The third civil war resembles both the first and the second. With Iranian money and weapons, Hezbollah has built its own state-within-a-state in South Lebanon and South Beirut which is used as a base to wage war against Israel. Hezbollah also wishes to violently yank Lebanon from its current pro-Western alignment into the Syrian-Iranian axis. Roughly one-fourth of the population supports this agenda. No country on earth can withstand that kind of geopolitical tectonic pressure. For more than a year members of Hezbollah have tried unsuccessfully to topple the elected government with a minimal use of force, but their patience is at an end and they have turned to war.

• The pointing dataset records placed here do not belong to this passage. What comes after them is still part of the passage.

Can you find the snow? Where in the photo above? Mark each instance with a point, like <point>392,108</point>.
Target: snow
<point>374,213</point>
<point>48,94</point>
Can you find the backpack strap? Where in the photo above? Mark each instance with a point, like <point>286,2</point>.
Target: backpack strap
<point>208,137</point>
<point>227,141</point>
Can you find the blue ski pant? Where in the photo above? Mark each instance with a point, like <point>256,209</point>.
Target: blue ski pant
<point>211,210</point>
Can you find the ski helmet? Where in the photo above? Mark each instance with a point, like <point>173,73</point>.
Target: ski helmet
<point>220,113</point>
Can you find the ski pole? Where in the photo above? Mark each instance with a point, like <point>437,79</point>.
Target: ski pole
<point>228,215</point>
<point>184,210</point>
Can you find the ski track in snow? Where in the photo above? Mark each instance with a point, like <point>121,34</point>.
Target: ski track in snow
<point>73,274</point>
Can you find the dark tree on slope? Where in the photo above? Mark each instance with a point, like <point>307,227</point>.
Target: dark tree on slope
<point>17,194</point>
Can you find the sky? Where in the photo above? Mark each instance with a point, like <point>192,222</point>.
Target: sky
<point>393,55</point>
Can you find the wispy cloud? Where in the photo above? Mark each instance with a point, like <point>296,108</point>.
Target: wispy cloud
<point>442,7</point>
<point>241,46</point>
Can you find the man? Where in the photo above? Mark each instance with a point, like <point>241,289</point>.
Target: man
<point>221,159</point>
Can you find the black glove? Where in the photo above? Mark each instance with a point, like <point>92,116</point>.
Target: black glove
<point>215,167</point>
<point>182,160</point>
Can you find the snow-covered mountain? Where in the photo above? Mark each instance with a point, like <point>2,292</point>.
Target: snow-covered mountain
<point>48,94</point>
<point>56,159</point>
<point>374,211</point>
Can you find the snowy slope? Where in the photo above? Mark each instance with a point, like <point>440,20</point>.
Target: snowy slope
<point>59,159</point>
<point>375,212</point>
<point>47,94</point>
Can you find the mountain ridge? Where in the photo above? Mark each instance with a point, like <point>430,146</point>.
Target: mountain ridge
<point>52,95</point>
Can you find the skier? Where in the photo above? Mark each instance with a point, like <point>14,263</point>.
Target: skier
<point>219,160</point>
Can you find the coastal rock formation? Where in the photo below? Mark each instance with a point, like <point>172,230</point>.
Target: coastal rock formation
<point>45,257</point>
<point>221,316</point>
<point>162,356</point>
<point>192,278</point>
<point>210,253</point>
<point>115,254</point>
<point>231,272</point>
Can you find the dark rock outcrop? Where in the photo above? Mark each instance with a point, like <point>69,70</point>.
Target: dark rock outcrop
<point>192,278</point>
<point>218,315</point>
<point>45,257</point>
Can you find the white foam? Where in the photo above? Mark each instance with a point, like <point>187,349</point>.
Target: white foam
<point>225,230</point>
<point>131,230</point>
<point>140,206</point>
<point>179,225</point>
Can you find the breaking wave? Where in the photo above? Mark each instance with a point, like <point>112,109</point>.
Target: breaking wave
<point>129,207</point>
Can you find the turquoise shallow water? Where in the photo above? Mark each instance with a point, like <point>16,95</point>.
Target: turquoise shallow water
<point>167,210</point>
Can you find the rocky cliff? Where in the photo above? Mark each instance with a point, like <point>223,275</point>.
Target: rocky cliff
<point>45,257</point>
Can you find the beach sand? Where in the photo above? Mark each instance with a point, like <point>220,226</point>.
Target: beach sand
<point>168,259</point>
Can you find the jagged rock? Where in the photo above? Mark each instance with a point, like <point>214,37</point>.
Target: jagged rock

My old liberal Sunni neighborhood of Hamra near the American University of Beirut — the best in the Middle East — is now occupied by the private army of a foreign police state. Masked gunmen take up positions in a neighborhood of five star hotels, restaurants, and cafes (including a Starbucks) where students like to hang out while reading books by authors like Jean Paul Sartre and Albert Camus. They burned down Prime Minister Fouad Seniora’s Future Movement headquarters building. They stormed the offices of TV and radio stations and threatened to dynamite the buildings if the reporters refused to stop broadcasting. They seized the property of Saad Hariri — son of the assassinated former Prime Minister Rafik Hariri — and they control all the exits. Member of Parliament Ammar Houry’s house is now occupied. Al Arabiya says they attacked the Ottoman-era Grand Serail, the current prime minister’s office.
Hezbollah used automatic weapons, mortars, rocket-propelled grenades, and sniper rifles to seize all, if not most, of West Beirut. The only weapons its gunmen haven’t deployed are its Katyusha rockets, which are useless in urban warfare, and car bombs, which aren’t.